エリックがシャルロットを護送するにあたり、ティムルンに新しい魔法憲兵が来た。
「ラシガムより派遣されました、魔法憲兵のヒューバートです。……エリック、大丈夫か?」
「あー、うん……ちょっと寝不足」
「一日くらいズラしていかなくていいのか?」
「移動中は寝てるだけだし、この子も本当に大人しかったから大丈夫だろ、たぶん」
「たぶんって……」
ヒューバートが胡乱気な眼差しでエリックとシャルロットを見る。
「この子が例の?」
「そう。とりあえず実家に手紙を送っておいた。本国に着いたらダメ押しで王家に同じものを送る」
「おう……その、頑張れよ」
「おう」
エリックはヒューバートに頷き返し、シャルロットに手を差し出す。
「じゃあ、行きましょうか」
「はい」
手を取り、歩き出す。
ヒューバートには二人の姿が、まるで迷子とそれを導いている大人のように見えた。
魔法大国ラシガムは、フレイジーユ王国とは海を挟んだ先にある。
およそ一ヵ月の船旅の後は、馬車を乗り継いでまた一ヵ月かけなければ辿り着けない。
シャルロットとエリックに用意された客室は個室だった。壁に内蔵できる二段仕様のベッドがあり、そこで体を休めることができる。

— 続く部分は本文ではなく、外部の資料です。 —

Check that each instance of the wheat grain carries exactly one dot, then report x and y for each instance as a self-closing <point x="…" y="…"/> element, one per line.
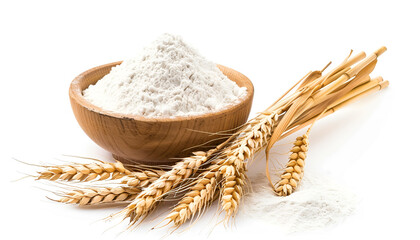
<point x="293" y="172"/>
<point x="197" y="198"/>
<point x="146" y="201"/>
<point x="232" y="191"/>
<point x="141" y="179"/>
<point x="84" y="172"/>
<point x="96" y="195"/>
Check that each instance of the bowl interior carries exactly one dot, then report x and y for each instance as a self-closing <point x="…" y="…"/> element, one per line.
<point x="154" y="140"/>
<point x="93" y="75"/>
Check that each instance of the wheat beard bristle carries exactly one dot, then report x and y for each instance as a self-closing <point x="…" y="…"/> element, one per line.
<point x="293" y="174"/>
<point x="84" y="172"/>
<point x="232" y="191"/>
<point x="146" y="201"/>
<point x="199" y="195"/>
<point x="92" y="196"/>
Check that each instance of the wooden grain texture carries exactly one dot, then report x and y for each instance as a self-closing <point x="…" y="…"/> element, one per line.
<point x="153" y="140"/>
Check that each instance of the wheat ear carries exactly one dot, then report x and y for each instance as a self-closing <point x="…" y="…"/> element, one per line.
<point x="84" y="172"/>
<point x="232" y="190"/>
<point x="197" y="198"/>
<point x="99" y="195"/>
<point x="146" y="201"/>
<point x="293" y="173"/>
<point x="142" y="179"/>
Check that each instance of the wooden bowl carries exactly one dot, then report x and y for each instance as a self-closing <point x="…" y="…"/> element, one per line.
<point x="154" y="140"/>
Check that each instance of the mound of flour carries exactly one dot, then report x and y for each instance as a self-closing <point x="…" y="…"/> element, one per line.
<point x="167" y="79"/>
<point x="317" y="203"/>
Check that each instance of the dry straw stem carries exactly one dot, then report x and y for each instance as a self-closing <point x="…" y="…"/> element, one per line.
<point x="324" y="95"/>
<point x="99" y="195"/>
<point x="231" y="157"/>
<point x="293" y="173"/>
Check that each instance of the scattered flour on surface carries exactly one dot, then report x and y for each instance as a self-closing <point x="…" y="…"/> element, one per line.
<point x="167" y="79"/>
<point x="318" y="203"/>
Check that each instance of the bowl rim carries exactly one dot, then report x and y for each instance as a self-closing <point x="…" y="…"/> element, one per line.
<point x="75" y="92"/>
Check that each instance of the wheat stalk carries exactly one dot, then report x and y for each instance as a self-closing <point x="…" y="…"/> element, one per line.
<point x="232" y="191"/>
<point x="99" y="195"/>
<point x="293" y="173"/>
<point x="200" y="194"/>
<point x="146" y="201"/>
<point x="316" y="94"/>
<point x="84" y="172"/>
<point x="142" y="179"/>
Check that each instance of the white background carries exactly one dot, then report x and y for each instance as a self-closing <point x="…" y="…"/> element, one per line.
<point x="370" y="146"/>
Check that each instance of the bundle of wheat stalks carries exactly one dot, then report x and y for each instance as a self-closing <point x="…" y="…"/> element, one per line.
<point x="220" y="173"/>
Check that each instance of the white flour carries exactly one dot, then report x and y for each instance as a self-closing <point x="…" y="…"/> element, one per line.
<point x="167" y="79"/>
<point x="318" y="203"/>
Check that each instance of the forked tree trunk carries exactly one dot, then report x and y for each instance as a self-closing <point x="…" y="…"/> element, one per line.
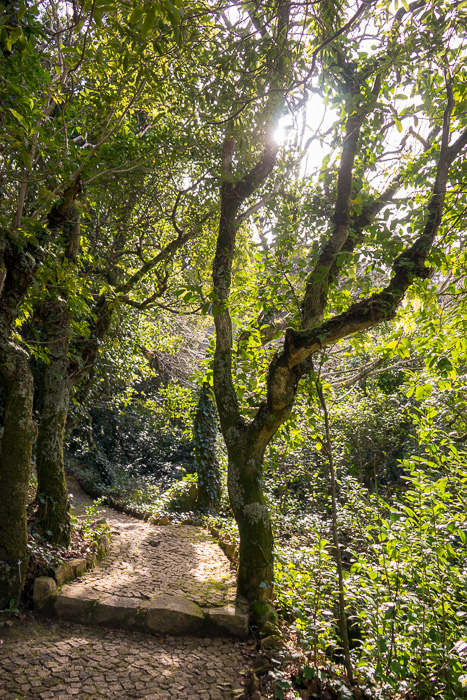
<point x="207" y="464"/>
<point x="52" y="492"/>
<point x="256" y="568"/>
<point x="15" y="463"/>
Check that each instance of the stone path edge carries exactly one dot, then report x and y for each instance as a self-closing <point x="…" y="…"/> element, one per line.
<point x="45" y="586"/>
<point x="162" y="614"/>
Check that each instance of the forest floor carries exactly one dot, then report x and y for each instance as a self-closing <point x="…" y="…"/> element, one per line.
<point x="42" y="660"/>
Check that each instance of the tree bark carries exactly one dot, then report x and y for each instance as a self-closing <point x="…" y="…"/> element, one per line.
<point x="207" y="465"/>
<point x="19" y="428"/>
<point x="52" y="492"/>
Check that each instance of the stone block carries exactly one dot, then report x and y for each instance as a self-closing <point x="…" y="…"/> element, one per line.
<point x="63" y="573"/>
<point x="173" y="615"/>
<point x="75" y="604"/>
<point x="116" y="611"/>
<point x="79" y="565"/>
<point x="44" y="588"/>
<point x="103" y="541"/>
<point x="272" y="643"/>
<point x="229" y="619"/>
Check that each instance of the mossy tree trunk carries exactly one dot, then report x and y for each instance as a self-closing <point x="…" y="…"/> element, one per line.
<point x="15" y="462"/>
<point x="246" y="440"/>
<point x="19" y="429"/>
<point x="52" y="492"/>
<point x="204" y="440"/>
<point x="19" y="260"/>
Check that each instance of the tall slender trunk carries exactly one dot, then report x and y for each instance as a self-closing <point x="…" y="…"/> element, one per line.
<point x="204" y="439"/>
<point x="15" y="463"/>
<point x="256" y="566"/>
<point x="52" y="492"/>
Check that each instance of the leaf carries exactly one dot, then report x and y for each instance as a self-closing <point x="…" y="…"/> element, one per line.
<point x="149" y="21"/>
<point x="20" y="118"/>
<point x="136" y="14"/>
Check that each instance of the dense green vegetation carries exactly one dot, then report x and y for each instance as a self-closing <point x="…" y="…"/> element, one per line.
<point x="257" y="208"/>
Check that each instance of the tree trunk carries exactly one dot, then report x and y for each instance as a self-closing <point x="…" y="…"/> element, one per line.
<point x="204" y="439"/>
<point x="52" y="492"/>
<point x="245" y="482"/>
<point x="15" y="463"/>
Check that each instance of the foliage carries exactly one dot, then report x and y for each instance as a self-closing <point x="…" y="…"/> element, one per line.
<point x="404" y="582"/>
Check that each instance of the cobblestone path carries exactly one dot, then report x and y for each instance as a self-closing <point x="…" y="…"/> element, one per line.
<point x="51" y="661"/>
<point x="147" y="560"/>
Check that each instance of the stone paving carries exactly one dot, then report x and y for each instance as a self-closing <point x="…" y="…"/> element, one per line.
<point x="147" y="560"/>
<point x="61" y="661"/>
<point x="49" y="660"/>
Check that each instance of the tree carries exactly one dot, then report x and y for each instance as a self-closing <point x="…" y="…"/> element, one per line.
<point x="58" y="85"/>
<point x="363" y="85"/>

窓はないので海は見えないが、甲板に上がれば水平線を一望できた。
「どうですか? シャルロット」
エリックが声をかける。二ヶ月の長旅の中、互いをどう呼ぶか考えた末に「シャルロット」「エリックさん」で落ち着いたのだ。
「潮風が気持ちいいです」
シャルロットはふわりと笑った。
「あと、地面……床? が揺れているのも新鮮です」
「船旅は酔いやすいですからね。気持ち悪くなったら遠慮なく言ってください」
「はい」
甲板の手すりを掴んだまま、シャルロットは左手首を撫でる。
そこには留置所に入る前に着けられた銀色の腕輪があった。ラシガム謹製の、魔法封じの腕輪である。これによりシャルロットは魔法が一切使えなくなった。不具合の確認も兼ねて、飛んでみたり姿を消そうとして見たが、まったくできなかった。
「ん?」
シャルロットが甲板の方を見た。
甲板の奥の方から、弦楽器の音が聞こえる。
「乗り合わせた吟遊詩人の即興詩のようですね。聞きますか?」
「いいんですか?」
「逃亡さえしなければ、特に制限はありませんよ」
「ありがとうございます」
シャルロットが礼をして、人だかりの方に向かう。
エリックはその後をついていきながら、彼女の左肩を見た。
エリックがシャルロットを捕まえる前からずっといる者。
それは振り向いて、エリックに隣へ来るよう手招きする。
(――守護精霊ロゼット)
心の内で呟く。
(俺はあなたとも、時間をかけて話したい)
ロゼットはにこりと笑い、娘の隣で吟遊詩人の歌を聞いていた。